McChrystal, recall, was in charge of a huge and brutal death squad operation in Iraq before he was given his new assignment in Afghanistan, and at the time he was put in charge of the Afghanistan War, it was reported that he was planning to put in place a similar operation in Afghanistan, designed to take out the Taliban leadership in the country.

What we have been seeing in Afghanistan–and this goes way back to before the appointment of McChrystal, or even the election of President Barack Obama, and his subsequent escalation of the war–has been a vicious campaign of terror against the Afghan people.

It should be no surprise that this is so. It is the way the US has always done counterinsurgency. In a war in which the insurgents (or patriots, if you will–the people fighting against foreign occupiers, or in out case, the US) are a part of the people, and American forces are the invaders, the goal is to drive a wedge between those fighters and the rest of the population.

In Pentagon propaganda, this is referred to as “winning the hearts and minds” of the people, but in reality, the US military doesn’t give a damn about hearts and minds. It simply wants the people to become unwilling to hide or support the enemy fighters it is facing. If it can accomplish that by making people afraid, then that is what it will do, and making people afraid is much easier than “winning hearts and minds.”
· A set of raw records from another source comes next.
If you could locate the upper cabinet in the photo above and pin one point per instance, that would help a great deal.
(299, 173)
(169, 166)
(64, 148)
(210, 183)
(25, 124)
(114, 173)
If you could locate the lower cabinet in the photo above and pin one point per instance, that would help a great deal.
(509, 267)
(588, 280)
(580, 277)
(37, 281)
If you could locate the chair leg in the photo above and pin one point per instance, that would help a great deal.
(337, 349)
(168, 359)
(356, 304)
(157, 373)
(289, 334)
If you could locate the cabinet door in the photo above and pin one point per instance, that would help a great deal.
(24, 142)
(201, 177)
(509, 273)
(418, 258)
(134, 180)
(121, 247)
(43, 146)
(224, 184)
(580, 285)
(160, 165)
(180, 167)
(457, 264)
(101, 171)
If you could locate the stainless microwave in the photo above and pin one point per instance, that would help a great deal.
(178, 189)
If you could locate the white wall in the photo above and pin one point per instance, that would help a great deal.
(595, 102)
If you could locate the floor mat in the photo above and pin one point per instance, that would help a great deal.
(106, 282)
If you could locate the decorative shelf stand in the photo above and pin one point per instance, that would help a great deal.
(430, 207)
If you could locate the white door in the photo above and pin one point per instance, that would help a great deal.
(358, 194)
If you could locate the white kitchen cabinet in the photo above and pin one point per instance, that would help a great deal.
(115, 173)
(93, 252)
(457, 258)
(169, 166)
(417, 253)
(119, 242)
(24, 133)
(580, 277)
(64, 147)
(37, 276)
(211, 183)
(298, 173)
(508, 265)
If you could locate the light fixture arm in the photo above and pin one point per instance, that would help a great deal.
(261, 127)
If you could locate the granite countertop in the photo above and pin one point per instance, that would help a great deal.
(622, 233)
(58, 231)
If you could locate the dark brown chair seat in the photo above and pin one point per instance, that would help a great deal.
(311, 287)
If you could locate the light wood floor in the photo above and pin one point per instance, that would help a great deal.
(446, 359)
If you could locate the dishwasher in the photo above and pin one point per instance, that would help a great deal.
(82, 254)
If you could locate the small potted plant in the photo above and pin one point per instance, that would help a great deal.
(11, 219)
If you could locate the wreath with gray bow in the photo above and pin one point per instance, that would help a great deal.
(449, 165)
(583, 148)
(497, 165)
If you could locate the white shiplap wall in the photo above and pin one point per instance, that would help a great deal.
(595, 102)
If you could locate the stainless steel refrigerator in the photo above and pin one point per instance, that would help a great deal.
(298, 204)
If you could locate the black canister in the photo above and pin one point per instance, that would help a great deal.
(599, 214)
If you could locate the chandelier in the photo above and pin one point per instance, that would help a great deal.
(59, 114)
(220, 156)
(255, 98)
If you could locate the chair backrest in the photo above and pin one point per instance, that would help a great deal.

How do you make people afraid of supporting or hiding and protecting enemy fighters like the Taliban? You terrorize them. You bomb their homes. You conduct night raids on their homes. You bomb their weddings and their excursions to neighboring towns or markets. You shoot them when they get too close to your vehicles.

Statistics show that the US has, in both Iraq and now Afghanistan, routinely killed more civilians than actual enemy fighters. That tells us all we need to know about what is really going on. America is fighting a war of terror against the people of Afghanistan.

No amount of feigned public hand-wringing by the blood-stained Gen. McChrystal, or of assertions that he is going to assume direct control (from whom? are we to assume that they were operating without direction before?) of the Special Operations troops in the country, will alter that fact. Civilians–including especially women and children–in Afghanistan will continue to die in prodigious numbers because that is how the US fights its wars these days.

The people of Afghanistan know this. That’s why the majority of them want the US out of their country.

It’s Americans who don’t know the truth, and it’s Americans who are really the target of statements from the Pentagon and from Gen. McChrystal claiming that the US is taking steps, nine years into this war, to “reduce civilian casualties” in Afghanistan. It doesn’t help that news organizations like the New York Times propagate that propaganda, as the paper did today in a lead headline that said: “US is Reining in Special Forces in Afghanistan. General Takes Control. McChrystal has Raised Civilian Casualties as a Concern.” It simply wouldn’t do to tell Americans that their country is conducting a war of terror. We are supposed to be the good guys who are bringing peace and democracy to a benighted land.

So let’s just face the facts squarely. The US is not the good guy in Afghanistan. It is an agent of death and destruction. Just check out the town of Marjah, largely destroyed over the last few months in order to “save” it from a handful of Taliban fighters. Over 30 civilians died in that American show of force, and the message of those deaths was clear: allow the Taliban to operate in your town, and we’ll kill you–not just your men, but your wives and your children, too.